I have no objection to extended and logical partitions on pure MBR drives, but on disks with
hybrid MBRs, as under discussion in this thread, use of extended and logical partitions is outright foolhardy. To the best of my knowledge, no utility supports creating such a monstrosity. The core of the reason why is that logical partitions require data structures (known as
Extended Boot Records, or EBRs) that exist just before the partitions they define. GPT has no such requirements; all GPT partitions are defined entirely within the main GPT data structures at the start and end of the disk. This will limit which GPT partitions you can turn into hybrid logical partitions. Worse, suppose you create a hybrid table with a logical partition that's legal because there's a gap between two partitions, so the EBR can reside in that gap. Now suppose you decide you want to create a new GPT partition between those two partitions. The new GPT partition now occupies space legally in the GPT, but it overlaps that critical EBR. This might work for a while, but as soon as you write data (legally from a GPT perspective) to the sector with the EBR, you'll scramble the definition of that logical partition and you'll lose all access to any subsequent logical partitions (because logical partitions are defined using what's known as a linked-list data structure, in which one entry contains a pointer to the next, so if one is damaged you lose all the rest).
There are a host of similar problems with implementing a hybrid MBR that utilizes extended/logical partitions. Although it would be possible for any one program to disentangle some or all of the messes that could ensue from this sort of system, there's no way to guarantee that other programs would do the same.
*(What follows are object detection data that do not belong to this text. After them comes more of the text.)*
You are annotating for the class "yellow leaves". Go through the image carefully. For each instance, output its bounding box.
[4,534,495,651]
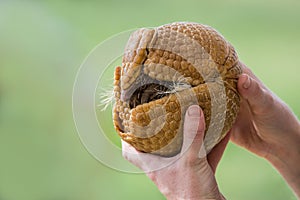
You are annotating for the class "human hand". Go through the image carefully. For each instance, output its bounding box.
[122,105,229,200]
[231,62,300,198]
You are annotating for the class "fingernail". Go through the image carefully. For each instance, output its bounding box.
[188,105,201,117]
[198,143,207,158]
[243,75,251,89]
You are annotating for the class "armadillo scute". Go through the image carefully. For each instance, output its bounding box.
[113,22,241,157]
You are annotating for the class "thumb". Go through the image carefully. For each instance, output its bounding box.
[238,74,272,114]
[182,105,206,159]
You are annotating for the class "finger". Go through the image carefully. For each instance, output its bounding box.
[238,74,272,113]
[207,132,231,173]
[182,105,206,159]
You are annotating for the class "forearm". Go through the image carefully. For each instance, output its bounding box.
[268,120,300,199]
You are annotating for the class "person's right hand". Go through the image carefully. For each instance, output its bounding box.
[231,62,300,197]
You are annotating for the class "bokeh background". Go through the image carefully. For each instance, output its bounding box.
[0,0,300,200]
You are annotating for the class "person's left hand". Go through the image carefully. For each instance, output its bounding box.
[122,105,229,199]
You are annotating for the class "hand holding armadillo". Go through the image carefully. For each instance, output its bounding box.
[113,23,241,156]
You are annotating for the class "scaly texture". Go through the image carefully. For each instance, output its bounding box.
[113,22,241,156]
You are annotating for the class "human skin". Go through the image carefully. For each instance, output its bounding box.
[122,105,229,200]
[123,62,300,199]
[231,65,300,198]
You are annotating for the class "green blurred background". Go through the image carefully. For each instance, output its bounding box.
[0,0,300,200]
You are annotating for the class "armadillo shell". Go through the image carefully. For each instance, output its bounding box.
[113,22,241,157]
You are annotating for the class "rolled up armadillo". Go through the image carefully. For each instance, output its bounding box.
[113,22,241,157]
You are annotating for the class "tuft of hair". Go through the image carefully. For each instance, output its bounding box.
[97,88,115,111]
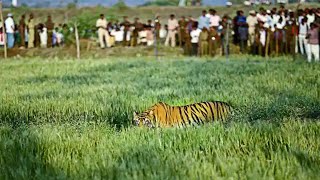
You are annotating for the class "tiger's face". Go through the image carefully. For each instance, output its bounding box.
[133,111,154,128]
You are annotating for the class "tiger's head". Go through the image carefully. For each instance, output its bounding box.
[133,111,154,128]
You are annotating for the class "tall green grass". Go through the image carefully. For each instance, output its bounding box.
[0,57,320,179]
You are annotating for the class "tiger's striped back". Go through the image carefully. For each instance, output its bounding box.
[134,101,232,127]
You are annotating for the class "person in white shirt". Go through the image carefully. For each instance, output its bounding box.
[190,26,201,56]
[96,14,111,49]
[247,10,258,46]
[209,9,221,29]
[111,28,124,44]
[0,24,4,46]
[165,14,179,47]
[159,26,168,39]
[39,24,48,48]
[4,13,15,49]
[307,10,316,29]
[298,18,308,55]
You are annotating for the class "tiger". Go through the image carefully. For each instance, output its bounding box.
[133,101,233,128]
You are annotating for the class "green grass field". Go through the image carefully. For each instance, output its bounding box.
[0,56,320,179]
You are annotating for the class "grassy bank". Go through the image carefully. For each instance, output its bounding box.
[0,57,320,179]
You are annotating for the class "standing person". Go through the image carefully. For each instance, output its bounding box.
[298,18,308,55]
[247,10,258,48]
[232,11,240,45]
[39,24,48,48]
[209,26,218,56]
[120,16,131,46]
[237,11,248,53]
[4,13,15,49]
[165,14,179,47]
[199,27,209,56]
[154,16,161,41]
[179,16,187,47]
[130,17,142,47]
[187,16,195,34]
[19,15,26,49]
[45,15,54,48]
[183,29,192,56]
[96,14,111,49]
[209,9,220,30]
[198,10,210,29]
[190,26,201,56]
[307,23,319,62]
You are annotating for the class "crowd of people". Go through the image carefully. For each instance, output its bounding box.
[0,6,320,62]
[0,13,70,49]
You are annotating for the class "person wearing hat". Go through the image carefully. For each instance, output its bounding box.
[236,10,248,53]
[27,14,35,48]
[45,15,54,47]
[178,16,187,47]
[164,14,179,47]
[19,14,26,49]
[4,13,15,49]
[307,23,319,62]
[247,10,258,49]
[96,14,111,49]
[120,16,131,46]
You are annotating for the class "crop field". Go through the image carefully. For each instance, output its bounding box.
[0,56,320,179]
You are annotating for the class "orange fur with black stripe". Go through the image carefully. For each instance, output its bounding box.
[134,101,232,127]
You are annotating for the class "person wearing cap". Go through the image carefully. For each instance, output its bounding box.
[130,17,142,47]
[178,16,187,47]
[120,16,131,46]
[199,27,209,57]
[209,9,220,30]
[96,14,111,49]
[208,26,219,56]
[236,10,248,53]
[164,14,179,47]
[285,11,298,55]
[4,13,15,49]
[198,10,210,29]
[27,14,35,48]
[45,15,54,48]
[307,23,319,62]
[19,14,26,49]
[247,10,258,51]
[275,16,285,56]
[298,18,308,55]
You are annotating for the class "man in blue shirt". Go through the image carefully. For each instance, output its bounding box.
[198,10,210,29]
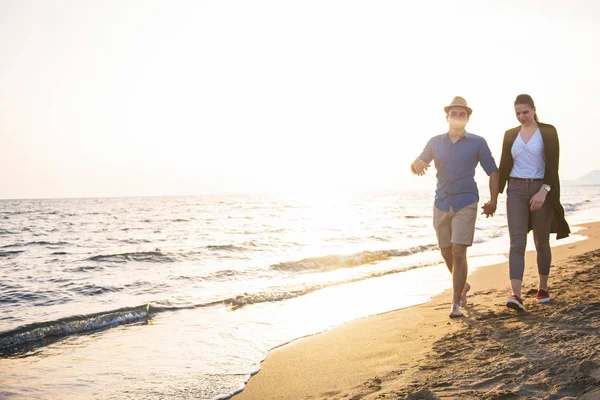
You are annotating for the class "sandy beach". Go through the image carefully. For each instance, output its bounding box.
[233,223,600,400]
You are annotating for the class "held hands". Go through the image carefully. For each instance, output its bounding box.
[481,200,497,218]
[410,158,429,176]
[529,189,548,211]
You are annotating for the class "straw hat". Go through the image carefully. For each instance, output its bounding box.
[444,96,473,115]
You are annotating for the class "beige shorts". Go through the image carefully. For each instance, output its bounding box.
[433,202,477,249]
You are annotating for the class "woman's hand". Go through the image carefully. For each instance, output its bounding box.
[529,188,548,211]
[410,158,429,176]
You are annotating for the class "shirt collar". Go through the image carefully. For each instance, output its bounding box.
[444,131,471,140]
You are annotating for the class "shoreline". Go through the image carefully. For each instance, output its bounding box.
[232,222,600,400]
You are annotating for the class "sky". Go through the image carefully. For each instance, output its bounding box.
[0,0,600,198]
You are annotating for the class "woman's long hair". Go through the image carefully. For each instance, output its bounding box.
[515,94,540,123]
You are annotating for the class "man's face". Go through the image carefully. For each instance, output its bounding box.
[446,107,469,128]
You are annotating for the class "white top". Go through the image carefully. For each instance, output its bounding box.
[510,128,546,179]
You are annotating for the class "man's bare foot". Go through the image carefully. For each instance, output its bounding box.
[458,282,471,307]
[450,303,463,318]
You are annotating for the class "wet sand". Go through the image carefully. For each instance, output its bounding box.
[233,223,600,400]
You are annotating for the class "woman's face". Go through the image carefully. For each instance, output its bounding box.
[515,104,535,126]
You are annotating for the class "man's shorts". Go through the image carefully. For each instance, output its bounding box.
[433,202,477,249]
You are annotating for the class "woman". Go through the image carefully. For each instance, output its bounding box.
[500,94,571,310]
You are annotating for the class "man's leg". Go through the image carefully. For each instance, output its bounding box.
[450,244,469,317]
[440,247,471,307]
[450,203,477,317]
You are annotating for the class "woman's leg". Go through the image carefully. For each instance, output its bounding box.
[531,186,554,291]
[506,180,529,297]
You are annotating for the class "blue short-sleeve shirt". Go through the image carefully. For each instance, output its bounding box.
[419,132,498,211]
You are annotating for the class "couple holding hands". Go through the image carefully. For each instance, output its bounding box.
[411,94,570,318]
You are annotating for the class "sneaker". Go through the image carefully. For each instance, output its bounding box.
[535,290,550,303]
[506,294,525,311]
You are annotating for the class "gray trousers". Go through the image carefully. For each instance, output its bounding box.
[506,179,554,280]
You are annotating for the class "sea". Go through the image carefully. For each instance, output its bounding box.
[0,185,600,399]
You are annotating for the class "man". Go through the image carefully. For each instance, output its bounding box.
[411,97,498,318]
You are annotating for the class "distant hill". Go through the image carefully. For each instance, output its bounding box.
[565,170,600,185]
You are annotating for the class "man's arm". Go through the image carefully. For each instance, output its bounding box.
[479,139,500,217]
[410,139,433,176]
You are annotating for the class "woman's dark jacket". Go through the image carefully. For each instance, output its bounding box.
[499,123,571,239]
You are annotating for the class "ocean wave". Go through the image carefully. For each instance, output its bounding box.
[563,200,590,212]
[0,250,24,258]
[88,250,175,263]
[0,241,69,249]
[270,244,437,272]
[0,264,440,356]
[204,244,246,251]
[223,262,439,310]
[0,304,151,353]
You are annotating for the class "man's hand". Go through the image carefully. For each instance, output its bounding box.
[529,189,548,211]
[410,158,429,176]
[481,200,497,218]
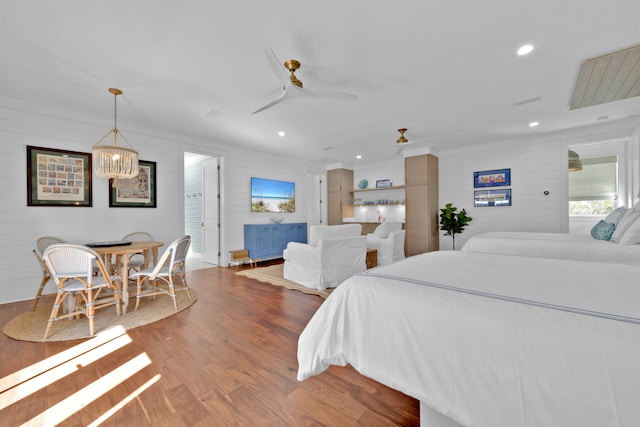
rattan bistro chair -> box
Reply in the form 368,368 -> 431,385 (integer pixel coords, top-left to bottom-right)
43,244 -> 120,339
122,231 -> 155,274
130,236 -> 191,311
31,236 -> 66,311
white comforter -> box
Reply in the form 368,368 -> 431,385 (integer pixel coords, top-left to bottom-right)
462,231 -> 640,265
298,251 -> 640,427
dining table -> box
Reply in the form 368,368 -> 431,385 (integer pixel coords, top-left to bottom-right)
86,241 -> 164,315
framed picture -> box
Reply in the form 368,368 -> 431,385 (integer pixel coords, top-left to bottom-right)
473,188 -> 511,207
109,160 -> 156,208
27,145 -> 92,206
376,179 -> 392,188
473,169 -> 511,188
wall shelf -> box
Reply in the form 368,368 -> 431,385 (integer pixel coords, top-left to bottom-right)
349,185 -> 404,193
353,201 -> 404,206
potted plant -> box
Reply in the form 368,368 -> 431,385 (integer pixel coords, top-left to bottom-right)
440,203 -> 473,251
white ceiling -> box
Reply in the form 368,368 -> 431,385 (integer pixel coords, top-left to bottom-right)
0,0 -> 640,168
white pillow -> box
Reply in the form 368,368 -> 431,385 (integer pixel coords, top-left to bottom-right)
610,209 -> 640,245
604,206 -> 624,225
618,216 -> 640,245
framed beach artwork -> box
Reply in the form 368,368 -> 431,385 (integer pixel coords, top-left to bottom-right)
473,169 -> 511,188
109,160 -> 157,208
473,188 -> 511,207
27,145 -> 92,207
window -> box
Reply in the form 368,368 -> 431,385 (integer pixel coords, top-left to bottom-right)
569,156 -> 618,215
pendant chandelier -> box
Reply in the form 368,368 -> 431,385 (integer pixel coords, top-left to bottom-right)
93,88 -> 138,187
569,150 -> 582,172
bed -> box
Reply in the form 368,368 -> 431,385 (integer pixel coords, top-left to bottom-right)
462,203 -> 640,265
462,231 -> 640,265
298,251 -> 640,427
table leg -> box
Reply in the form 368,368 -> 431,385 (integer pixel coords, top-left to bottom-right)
121,255 -> 129,316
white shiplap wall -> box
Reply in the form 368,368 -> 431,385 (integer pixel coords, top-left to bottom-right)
0,96 -> 308,303
437,117 -> 640,250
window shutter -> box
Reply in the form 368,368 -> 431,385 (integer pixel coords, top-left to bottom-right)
569,156 -> 618,202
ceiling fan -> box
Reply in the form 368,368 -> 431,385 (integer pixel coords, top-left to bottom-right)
396,128 -> 453,154
251,48 -> 358,114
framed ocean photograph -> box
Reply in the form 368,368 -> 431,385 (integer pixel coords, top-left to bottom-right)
473,169 -> 511,188
109,160 -> 157,208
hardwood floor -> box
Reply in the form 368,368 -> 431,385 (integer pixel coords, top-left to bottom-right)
0,267 -> 419,427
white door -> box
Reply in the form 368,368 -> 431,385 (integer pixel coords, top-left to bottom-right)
202,157 -> 220,264
307,173 -> 327,225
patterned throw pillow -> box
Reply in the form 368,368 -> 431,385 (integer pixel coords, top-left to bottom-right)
591,219 -> 616,240
604,206 -> 624,227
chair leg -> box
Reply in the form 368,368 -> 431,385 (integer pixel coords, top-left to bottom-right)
169,282 -> 178,311
44,292 -> 65,340
135,277 -> 142,311
85,288 -> 97,336
31,275 -> 51,311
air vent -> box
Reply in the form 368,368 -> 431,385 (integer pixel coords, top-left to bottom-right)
570,46 -> 640,110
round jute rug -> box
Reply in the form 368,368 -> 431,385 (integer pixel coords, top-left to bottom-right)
2,289 -> 198,342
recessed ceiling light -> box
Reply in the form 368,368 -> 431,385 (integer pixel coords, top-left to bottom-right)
517,44 -> 533,56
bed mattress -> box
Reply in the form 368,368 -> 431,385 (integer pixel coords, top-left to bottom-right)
298,251 -> 640,427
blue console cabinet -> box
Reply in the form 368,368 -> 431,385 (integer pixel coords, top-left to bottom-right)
244,222 -> 307,259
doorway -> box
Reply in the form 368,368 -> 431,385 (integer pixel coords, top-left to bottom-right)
184,152 -> 221,268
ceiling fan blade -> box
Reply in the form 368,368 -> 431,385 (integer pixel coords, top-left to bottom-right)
304,89 -> 358,101
396,133 -> 455,147
251,84 -> 304,114
264,47 -> 289,86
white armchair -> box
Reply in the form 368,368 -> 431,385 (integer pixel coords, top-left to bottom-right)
283,224 -> 367,290
367,221 -> 406,265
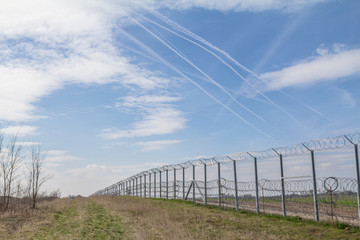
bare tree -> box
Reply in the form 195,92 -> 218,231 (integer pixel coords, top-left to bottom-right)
0,134 -> 23,210
28,145 -> 50,208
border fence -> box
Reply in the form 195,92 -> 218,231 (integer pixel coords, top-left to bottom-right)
92,132 -> 360,225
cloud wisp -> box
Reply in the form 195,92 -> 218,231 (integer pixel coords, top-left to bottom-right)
259,49 -> 360,91
135,140 -> 181,152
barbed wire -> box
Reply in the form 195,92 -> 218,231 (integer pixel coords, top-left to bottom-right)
92,131 -> 360,195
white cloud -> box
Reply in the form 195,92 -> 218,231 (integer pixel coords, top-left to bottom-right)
0,125 -> 38,137
100,142 -> 127,149
100,107 -> 186,139
336,88 -> 356,108
0,0 -> 322,124
43,162 -> 164,196
135,140 -> 181,151
45,150 -> 81,164
260,49 -> 360,90
17,142 -> 42,147
162,0 -> 326,12
116,95 -> 181,108
0,0 -> 169,121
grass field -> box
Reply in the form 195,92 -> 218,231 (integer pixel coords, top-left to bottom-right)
0,196 -> 360,240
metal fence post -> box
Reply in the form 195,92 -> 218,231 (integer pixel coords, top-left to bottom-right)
272,148 -> 286,216
144,174 -> 146,198
302,144 -> 319,222
193,165 -> 195,202
154,172 -> 156,198
149,173 -> 151,198
354,144 -> 360,227
218,162 -> 221,208
159,170 -> 162,198
204,163 -> 207,205
344,136 -> 360,224
183,167 -> 185,200
133,177 -> 135,196
140,175 -> 142,197
135,176 -> 139,197
247,153 -> 260,214
165,169 -> 169,199
233,160 -> 239,210
125,180 -> 129,195
129,179 -> 132,196
174,168 -> 176,199
311,150 -> 319,221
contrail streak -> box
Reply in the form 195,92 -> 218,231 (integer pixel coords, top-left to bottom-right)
130,17 -> 267,123
118,29 -> 276,142
149,11 -> 310,128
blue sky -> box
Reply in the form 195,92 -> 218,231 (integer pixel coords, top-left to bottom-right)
0,0 -> 360,195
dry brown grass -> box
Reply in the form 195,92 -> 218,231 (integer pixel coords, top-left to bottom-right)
0,196 -> 360,240
92,196 -> 360,240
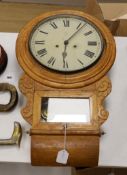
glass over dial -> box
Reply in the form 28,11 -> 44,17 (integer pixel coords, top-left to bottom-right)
29,15 -> 104,73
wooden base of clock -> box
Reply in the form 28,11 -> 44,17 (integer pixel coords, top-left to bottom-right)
19,74 -> 111,167
31,135 -> 99,167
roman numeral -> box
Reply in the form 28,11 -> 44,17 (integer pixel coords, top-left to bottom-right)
63,19 -> 70,27
88,41 -> 97,46
39,30 -> 48,35
48,57 -> 56,66
84,50 -> 95,58
50,22 -> 58,29
76,23 -> 82,29
35,40 -> 45,44
77,59 -> 84,65
84,31 -> 93,36
37,49 -> 47,57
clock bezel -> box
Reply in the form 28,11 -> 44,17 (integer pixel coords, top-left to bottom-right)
28,14 -> 104,74
16,10 -> 116,89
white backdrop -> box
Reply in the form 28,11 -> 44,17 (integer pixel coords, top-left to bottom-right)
0,33 -> 127,175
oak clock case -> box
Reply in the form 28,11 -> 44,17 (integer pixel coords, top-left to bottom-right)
16,10 -> 116,167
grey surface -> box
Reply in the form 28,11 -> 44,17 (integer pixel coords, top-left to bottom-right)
0,163 -> 71,175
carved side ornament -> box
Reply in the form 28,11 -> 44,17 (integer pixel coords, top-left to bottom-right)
19,74 -> 35,124
96,76 -> 112,125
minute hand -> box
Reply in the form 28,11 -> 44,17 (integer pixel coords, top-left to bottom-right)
66,23 -> 87,42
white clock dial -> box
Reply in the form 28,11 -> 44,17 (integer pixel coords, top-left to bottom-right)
29,15 -> 103,73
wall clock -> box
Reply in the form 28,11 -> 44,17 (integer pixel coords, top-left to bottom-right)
16,10 -> 115,167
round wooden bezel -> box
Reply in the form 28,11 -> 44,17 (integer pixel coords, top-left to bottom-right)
16,10 -> 116,89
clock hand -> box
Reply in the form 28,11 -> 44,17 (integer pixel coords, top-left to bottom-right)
64,23 -> 87,45
62,43 -> 67,67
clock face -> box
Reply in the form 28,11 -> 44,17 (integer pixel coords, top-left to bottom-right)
29,15 -> 104,73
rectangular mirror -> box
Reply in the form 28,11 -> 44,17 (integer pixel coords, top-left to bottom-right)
41,98 -> 91,123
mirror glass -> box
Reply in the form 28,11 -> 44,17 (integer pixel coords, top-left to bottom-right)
41,98 -> 90,123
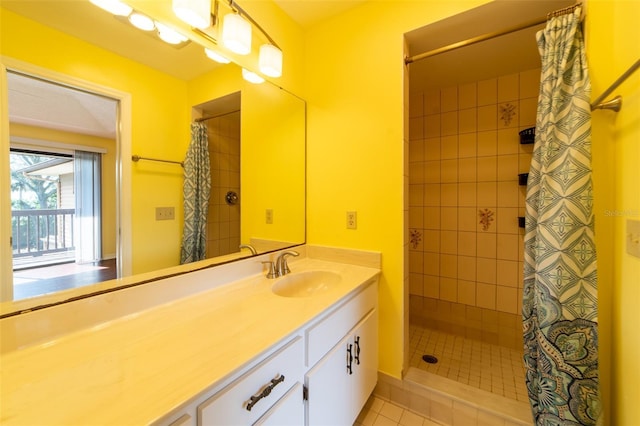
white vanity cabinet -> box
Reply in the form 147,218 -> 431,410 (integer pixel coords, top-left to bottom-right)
158,278 -> 378,426
305,286 -> 378,426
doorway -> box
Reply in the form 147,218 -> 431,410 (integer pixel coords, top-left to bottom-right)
3,70 -> 120,300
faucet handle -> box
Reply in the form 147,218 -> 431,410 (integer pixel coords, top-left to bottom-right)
276,250 -> 300,276
262,260 -> 278,278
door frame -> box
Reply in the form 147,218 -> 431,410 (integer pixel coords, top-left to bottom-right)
0,56 -> 132,302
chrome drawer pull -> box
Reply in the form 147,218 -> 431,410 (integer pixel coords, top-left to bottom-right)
247,375 -> 284,411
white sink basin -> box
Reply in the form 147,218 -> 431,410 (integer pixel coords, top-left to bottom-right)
271,271 -> 342,297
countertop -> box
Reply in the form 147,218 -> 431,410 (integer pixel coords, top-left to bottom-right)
0,258 -> 380,425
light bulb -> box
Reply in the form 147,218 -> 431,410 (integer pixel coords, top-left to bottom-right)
242,68 -> 264,84
129,12 -> 156,31
156,21 -> 188,44
204,47 -> 231,64
222,13 -> 251,55
171,0 -> 211,30
91,0 -> 133,16
259,44 -> 282,77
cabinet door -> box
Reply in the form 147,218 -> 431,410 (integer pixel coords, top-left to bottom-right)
255,383 -> 304,426
305,336 -> 353,426
350,309 -> 378,416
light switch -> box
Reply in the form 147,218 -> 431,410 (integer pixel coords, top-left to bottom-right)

That is, suppose somebody wrote RecklessGPT, the GPT partitioning tool that lets you create a hybrid MBR with extended and logical partitions. RecklessGPT might prevent you from creating a GPT partition that occupies the space needed by the EBR; however, the user might just use GParted, GPT fdisk, OS X's Disk Utility, or some other tool to edit the partition table, and those programs do not provide such protections, so you could easily get into trouble.
So to sum up, I will not "bring it down a notch." I understand you did not realize how dangerous what you were suggesting was, but I do. I've given the matter a fair amount of thought. I've seen the problems that even run-of-the-mill hybrid MBRs cause, and the thought of hybrid MBRs with extended and logical partitions gives me the screaming heebie-jeebies.